Em Israel, o governo registrou um número impressionante de 2.050 jornalistas que chegaram para cobrir o conflito. Os mais numerosos são os americanos (358), os britânicos (281) e os franceses (221). A Ucrânia, um país em guerra, enviou dois.
- Hospital -
Como consequência da "asfixia midiática" em Gaza, segundo os termos da ONG Repórteres Sem Fronteiras (RSF), os veículos de comunicação dependem "das fontes 'oficiais' de cada parte, sem poder verificar sua veracidade", lamentou a Federação Internacional de Jornalistas (FIJ) em um comunicado.
"Confundindo velocidade com pressa, muitos meios de comunicação publicaram informações e imagens falsas, não contextualizadas e não verificadas", critica a FIJ.
Dois casos marcaram a opinião pública.
O primeiro: as afirmações sobre a decapitação de bebês por parte do Hamas, amplamente repetidas sem poderem ser verificadas.
"Deveria ter sido mais prudente com minhas palavras", desculpou-se a apresentadora da CNN Sara Sidner, na rede social X (antigo Twitter), em 12 de outubro.
O segundo e mais controverso é o caso do hospital árabe Ahli, em Gaza.
Em 17 de outubro, muitos meios de comunicação, incluindo a AFP, informaram sobre as afirmações do Ministério da Saúde do Hamas de que "entre 200 e 300" pessoas teriam morrido em um ataque a este hospital, o qual foi atribuído a Israel.
Israel negou e disse que foi um "ataque fracassado com foguetes", lançado pelo grupo palestino Jihad Islâmica.
- 'Mea culpa' -
Desde então, muitos meios de comunicação se inclinaram para essa versão, com base em fontes dos serviços de Inteligência, ou análises de vídeo. Mas não há certeza, nem mesmo quanto ao número de vítimas.

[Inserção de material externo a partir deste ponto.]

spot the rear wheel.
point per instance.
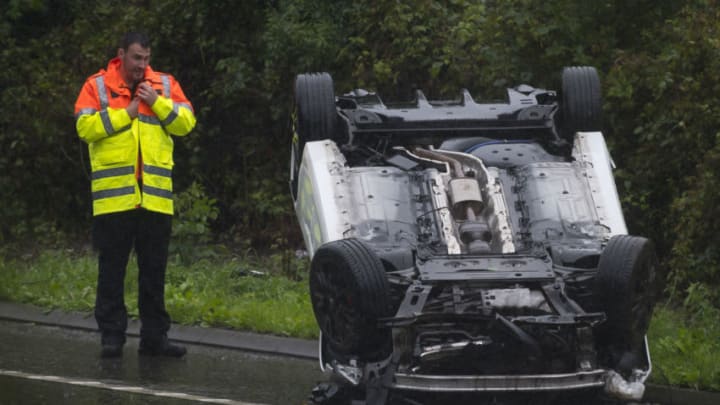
(626, 288)
(349, 292)
(314, 116)
(581, 101)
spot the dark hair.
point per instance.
(134, 38)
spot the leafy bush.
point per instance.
(191, 233)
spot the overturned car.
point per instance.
(460, 246)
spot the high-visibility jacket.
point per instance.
(131, 159)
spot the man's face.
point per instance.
(134, 62)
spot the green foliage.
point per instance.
(194, 211)
(250, 294)
(685, 343)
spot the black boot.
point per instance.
(111, 350)
(161, 347)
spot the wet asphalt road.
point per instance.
(32, 356)
(51, 365)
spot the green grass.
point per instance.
(685, 347)
(684, 338)
(207, 293)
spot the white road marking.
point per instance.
(122, 388)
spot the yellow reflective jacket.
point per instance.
(131, 159)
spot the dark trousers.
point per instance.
(114, 236)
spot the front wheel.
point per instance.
(349, 293)
(626, 288)
(581, 107)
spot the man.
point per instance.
(127, 114)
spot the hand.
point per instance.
(132, 107)
(146, 93)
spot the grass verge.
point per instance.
(233, 293)
(269, 295)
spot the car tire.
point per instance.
(349, 292)
(315, 113)
(314, 116)
(626, 289)
(581, 101)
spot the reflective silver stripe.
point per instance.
(158, 192)
(113, 192)
(158, 171)
(171, 117)
(85, 111)
(148, 119)
(102, 92)
(125, 128)
(105, 117)
(117, 171)
(166, 85)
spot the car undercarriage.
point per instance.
(466, 247)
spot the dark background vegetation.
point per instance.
(659, 62)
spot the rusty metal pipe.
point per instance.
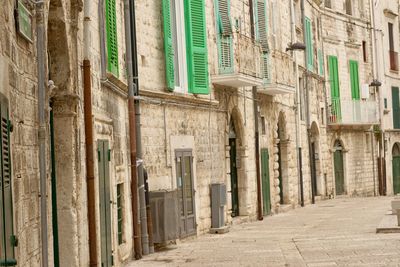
(91, 204)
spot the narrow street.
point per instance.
(339, 232)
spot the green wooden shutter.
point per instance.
(396, 107)
(224, 36)
(8, 240)
(168, 46)
(309, 45)
(112, 39)
(354, 80)
(196, 44)
(261, 23)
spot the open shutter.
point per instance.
(196, 42)
(7, 233)
(168, 46)
(224, 20)
(112, 39)
(396, 107)
(310, 52)
(354, 80)
(261, 26)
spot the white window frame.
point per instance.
(179, 29)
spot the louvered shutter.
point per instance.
(224, 20)
(112, 39)
(196, 41)
(7, 233)
(261, 26)
(168, 45)
(310, 52)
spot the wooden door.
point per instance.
(185, 187)
(105, 203)
(265, 182)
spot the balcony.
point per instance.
(353, 113)
(240, 62)
(394, 60)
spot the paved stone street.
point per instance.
(338, 232)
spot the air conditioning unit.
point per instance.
(164, 211)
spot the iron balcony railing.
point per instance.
(240, 54)
(353, 112)
(394, 60)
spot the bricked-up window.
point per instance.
(328, 4)
(7, 238)
(185, 44)
(365, 51)
(349, 8)
(120, 212)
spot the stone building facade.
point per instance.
(213, 75)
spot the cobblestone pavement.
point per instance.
(338, 232)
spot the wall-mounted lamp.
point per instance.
(296, 46)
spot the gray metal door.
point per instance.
(185, 187)
(105, 203)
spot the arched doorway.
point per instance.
(396, 168)
(339, 167)
(234, 171)
(282, 147)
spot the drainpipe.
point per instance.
(308, 106)
(42, 127)
(377, 75)
(256, 128)
(142, 198)
(298, 135)
(89, 143)
(132, 130)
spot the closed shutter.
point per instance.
(261, 24)
(8, 240)
(354, 80)
(112, 39)
(196, 40)
(396, 107)
(168, 46)
(224, 38)
(224, 20)
(309, 44)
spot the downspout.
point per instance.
(132, 130)
(41, 61)
(377, 75)
(88, 118)
(298, 135)
(256, 126)
(135, 72)
(308, 106)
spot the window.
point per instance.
(120, 213)
(112, 39)
(328, 4)
(7, 238)
(261, 34)
(354, 80)
(309, 45)
(364, 51)
(185, 45)
(349, 9)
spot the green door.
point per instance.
(105, 202)
(234, 180)
(265, 181)
(339, 172)
(396, 168)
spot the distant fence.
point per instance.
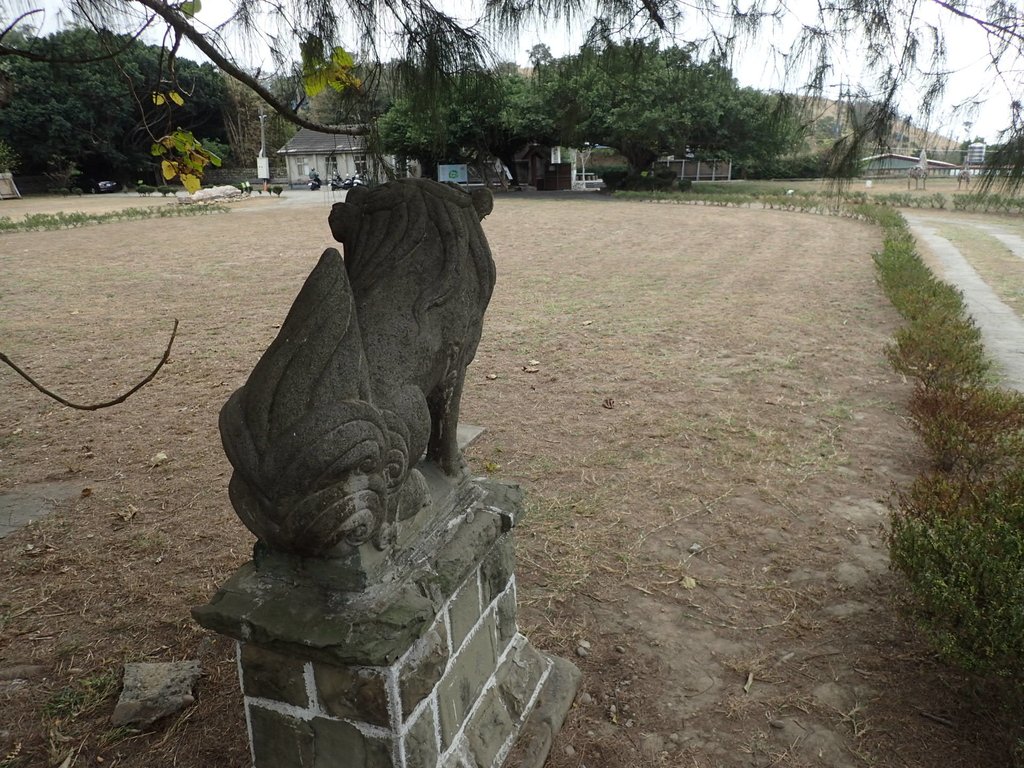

Essa situação levou o jornal americano The New York Times e o francês Le Monde a um "mea culpa" público.
"As primeiras versões da cobertura (...) se baseavam muito nas afirmações do Hamas e não indicavam claramente que essas afirmações não puderam ser verificadas imediatamente", reconheceu o jornal americano na segunda-feira.
"Faltou-nos cautela", admitiu o jornal francês na terça-feira.
"Posso ver pontos frágeis na forma como apresentamos a informação: éramos obrigados a comunicá-la, mas, em retrospecto, poderíamos tê-la escrito com mais cautela na formulação e com mais contexto sobre o que não sabíamos", disse Phil Chetwynd, da AFP.
"É fácil em retrospecto, mas nas notícias em tempo real é menos óbvio", continua ele.
A tarefa é complicada pelo fato de que a menor declaração, a menor imagem que seja, pode se tornar viral nas redes sociais e provocar acusações de parcialidade por parte de uma opinião pública já muito dividida.
"Em qualquer guerra, saber as coisas com certeza leva tempo. É particularmente difícil neste caso, dadas as paixões de ambos os lados (...) e a forma como se analisa nossa cobertura", disse um dos responsáveis pelo jornal americano The Washington Post, Douglas Jehl, no podcast Recode Media.
Daí a importância do vocabulário e, por isso, os veículos estabelecem orientações internas sobre as palavras a usar e a evitar.
As mais complexos são "terrorismo" e "terrorista". A BBC foi criticada por não chamar o Hamas assim, ao que o grupo respondeu que usava esses termos somente entre aspas.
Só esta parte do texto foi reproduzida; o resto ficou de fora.